Right after Doram's statement, I sent a final manifest, a final general accusation of flaws and shitty treatment, a final explanation of what was going wrong for all the time. Stating that there always was a massive split between new members and overpowering peers, stating that the staff had a very lacking attitude of taking care of the community, but almost only doing things in their common interest, as a closed clique. My message was "Get over your shadows, drop the hatred, make a peace agreement, I'm approachable. Make the injustice undone."
The worst thing is, I asked Doram for another talk, and he seemed willing for it. I sent him my words, and one hour later, the first thing I saw in the public chat was him pinging me a thousand times and eventually saying "well, this is a root point because I'm permabanning him. Shroom, for your constant spitting venom and negativity, and for lying to me and trying to manipulate me, I'm going to ban you for at least a year."
Venexis and a few others tried to step in, but they couldn't reach any more than reducing it to 3 months (until August 14th). I guess that I also was too naive to believe that I would be sufficiently protected by Ven in the worst of all cases, once everyone else was too deadset on it.
Did I have possibilities to act differently? Did I have the chance to not let this community be such a huge obsession of mine that I failed at in the end? In retroperspective this is always said so easily. Life hardly comes the way you imagine it. Many "mistakes" I've done wouldn't have been mistakes at all if there was just a slight bit of willing to listen and cooperate on the people I've mentioned - they're NOT utterly bad people, they're not just describable by what I listed, they could be good people in fact; the story I've told and written up within an hour doesn't nearly encompass everything that happened. You can easily say that if I could only turn back time, the situation would be completely different this day. Generally, the following holds: Both in real life or a "virtual" community, we sometimes see the most prudent and reasonable people go steps in everyday life that we'd have to shake the heads for.
Overall, the story ends like this: The reason that got me banned, is the same reason that made some people take me seriously and that made me an idol for some others.

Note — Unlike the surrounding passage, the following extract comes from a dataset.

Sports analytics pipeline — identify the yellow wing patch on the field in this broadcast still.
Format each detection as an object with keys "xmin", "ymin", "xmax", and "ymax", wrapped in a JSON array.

Other than the previous ban on Runouw in late 2015, this repeated drama has also made me disillusioned, and I won't come back there like Phoenix out of the ashes. I'll just be there to keep talking about SM63 and level designing and participating at Forum Games or such, and as long as the staff there is the same and its attitude doesn't change, I can only wait for it to disappear or for everything to be closed down one day.